The Bermuda Triangle
Author: Justin Schmid, with Thomas Brown, Earl Geier, Mark Schumann, and Eric Vogt
Page count: 96
Capsule Review by Scott Shafer on 06/21/98. Genre tags: none
After experiencing the extraordinary production values of Pagan Publishing it can be a letdown to read material from the parent company of Cthulhu Chaosium. They don't produce the same extravagantly great stuff as Pagan, but what they do publish is consistent, well-done, and extraordinarily well-suited to beginning keepers. This latest sourcebook concerns the mysteries of the Bermuda Triangle, and it is a doozy!
It starts off with how to get to the Caribbean, then a description of the Caribbean itself along with several islands-- this really helps to give a sense of place before the mysteries begin. This information is niether here nor there-- no huge errors leap out, but you don't exactly feel inspired either. This is strictly good competent work.
The meat of the product follows, and boy is it tasty! There are descriptions and listings of various events, along with explanations for events (which work for some of the mysteries but possibly not others). This section is severely well-done, and really helps to give the product its sense of atmosphere.

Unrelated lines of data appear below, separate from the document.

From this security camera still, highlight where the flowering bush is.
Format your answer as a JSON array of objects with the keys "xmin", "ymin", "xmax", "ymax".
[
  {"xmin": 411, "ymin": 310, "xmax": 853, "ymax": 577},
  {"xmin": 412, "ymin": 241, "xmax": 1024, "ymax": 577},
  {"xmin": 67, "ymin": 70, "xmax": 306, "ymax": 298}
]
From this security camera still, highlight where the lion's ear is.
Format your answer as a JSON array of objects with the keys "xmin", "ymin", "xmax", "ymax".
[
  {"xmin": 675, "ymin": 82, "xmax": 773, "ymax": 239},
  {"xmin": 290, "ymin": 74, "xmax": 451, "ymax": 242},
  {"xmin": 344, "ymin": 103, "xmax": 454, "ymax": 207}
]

Campaign information follows, and it is the standard treasure hunting, typical Caribbean stuff that comes to mind. It is neither here nor there-- and it is the same with the scenario. The scenario is a nice little exploration of a small mystery, but it is barely connected to the Mythos, and minimally connected to the greater mystery of the Bermuda Triangle. It would have been nice to have a more epic scenario, but small leaves an awful lot for a keeper to fill in later.
This isn't a book that will give you a lot of options, but its more like a cookbook with a myriad of recipes to excite your players with. I thoroughly enjoyed this product, and it was a nice reminder of GURPS: Places of Mystery. A product which just gives a lot of information which you can use to build adventures around. This is a nice solid "B."
I will give one warning though-- there ain't a lot about Cthulhu in here. Mythos activity takes a back seat toward describing and explaining the variety of events that have occured in the Bermuda Triangle. This makes the book exceedingly well-suited to any horror/mystery campaign, not just Cthulhu.